Happy Saturday!
on 4/9/08 9:51 am, edited 4/12/08 1:51 pm - IL
Lin~ Girl...hang in there...you KNOW what you want to do...now just get MAD....don't take it anymore...tell that insurance company off!
Goodness...don't worry about the negativity...we ALL are negative at some point...thats what this posse is here for! VENT...VENT..VENT...and CRY...and then when you ARE happy....SHARE IT!
Hey...add me to your myspace! Do you have yahoo messenger or AOL messenger? Add me there too!

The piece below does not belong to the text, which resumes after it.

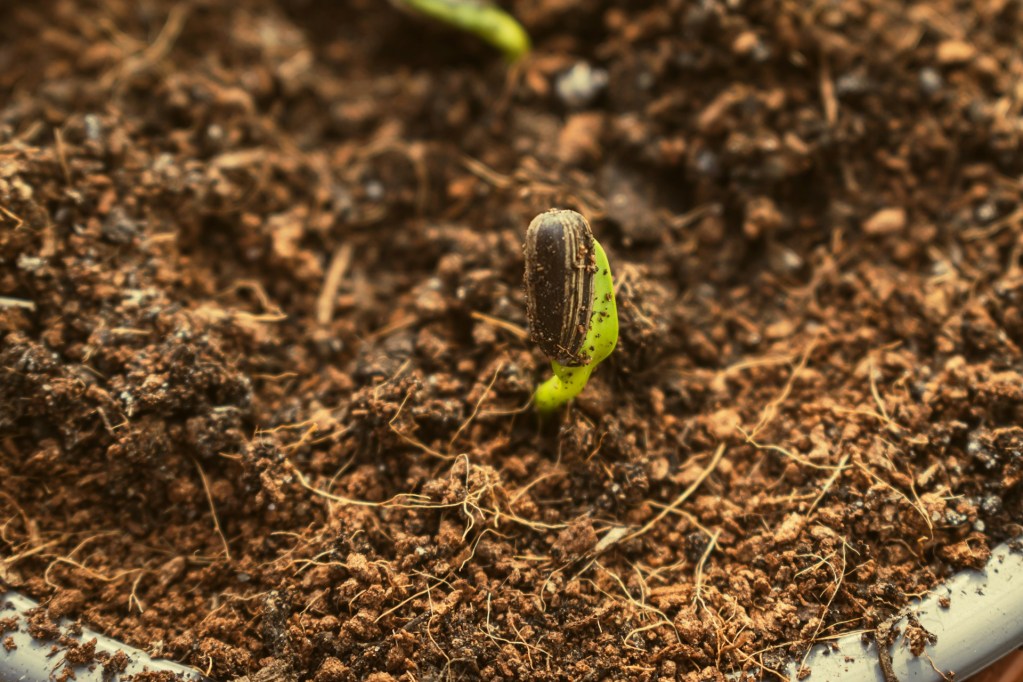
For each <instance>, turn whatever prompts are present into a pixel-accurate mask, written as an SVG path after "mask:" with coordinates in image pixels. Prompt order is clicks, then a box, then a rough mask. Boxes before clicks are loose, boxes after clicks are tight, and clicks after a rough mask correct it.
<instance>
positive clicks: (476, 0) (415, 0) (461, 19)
mask: <svg viewBox="0 0 1023 682" xmlns="http://www.w3.org/2000/svg"><path fill="white" fill-rule="evenodd" d="M399 1H400V2H401V3H402V4H404V5H405V6H406V7H409V8H411V9H414V10H416V11H418V12H421V13H422V14H426V15H427V16H432V17H433V18H435V19H437V20H439V21H443V22H445V24H448V25H450V26H453V27H455V28H457V29H460V30H461V31H465V32H469V33H473V34H476V35H477V36H479V37H480V38H482V39H483V40H485V41H487V42H488V43H490V44H491V45H493V46H494V47H496V48H497V49H499V50H500V51H501V52H503V53H504V56H505V58H507V60H508V61H518V60H519V59H520V58H521V57H523V56H524V55H525V54H526V53H527V52H529V49H530V42H529V34H527V33H526V30H525V29H523V28H522V25H521V24H519V22H518V21H517V20H516V19H515V18H514V17H513V16H511V15H510V14H508V13H507V12H505V11H504V10H502V9H501V8H500V7H497V6H495V5H492V4H490V3H489V2H487V1H486V0H399Z"/></svg>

I am usually up for chat when I am online! myspace is.... http://myspace.com/kamikazecowgirlhoney yahoo messenger is... cowgirlhoney2001 AOL is... Janenemarkwiz hugggggggs Janene
Lord, keep me in your will so I won't be in your way.
"His eye is on the sparrow, and I know he watches me..."

Lord, keep me in your will so I won't be in your way.
"His eye is on the sparrow, and I know he watches me..."
OK Sweetie I haven't posted much this week because I'm having a crappy day so I don't want to pass off my bad vibes. Your post made me want to reply though. First of all, don't give up. It took me over 4 years to finally get approved. I had come to the point where I was just going to go into debt for the rest of my life and pay for it myself and WHAMOH...the insurance changed and I scheduled my surgery and now I'm nearly 6 months out. Everything happens when it's supposed to. I really believe that...to everything there is a season. Now about your husband, I totally understand. My husband is one hunka hunka burning love. He used to be a model for pete's sake and here he is married to a cow. I couldn't even get pregnant! I just wanted to leave him because I couldn't be the wife "I thought" he wanted. That would've been the most tragic thing I could've ever done. Troy loves me for who I am not for what I look like or for my birthing ability (we did eventually have a beautiful baby girl with the help of fertility drugs and she's now 7). Of course he's thrilled with my success at this surgery but he was really against it at first because he was afraid he'd lose me...either to complications or to another man. I'm sure your hubby is the same way. He loves you for you.
And now about the depression issue...when Troy and I were going through infertility issues, my doctor suggested I start antidepressants. As if I didn't feel bad enough about myself, here was a medical professional telling me I was crazy. Troy and I discussed it and decided I should give it a try. Boy what a difference it made! I not only have depression but I also have high anxiety levels. I was on Celexa for years. Right before my rny I was changed to Effexor because it works better for gastric by-pass patients. I love it. I'm not saying you need to be medicated, I'm just saying don't see it as another burden or as a bad quality about yourself. It's a disease just like obesity.
I hope this helps some. You hang in there and know there are people out there with some sense of what you're feeling.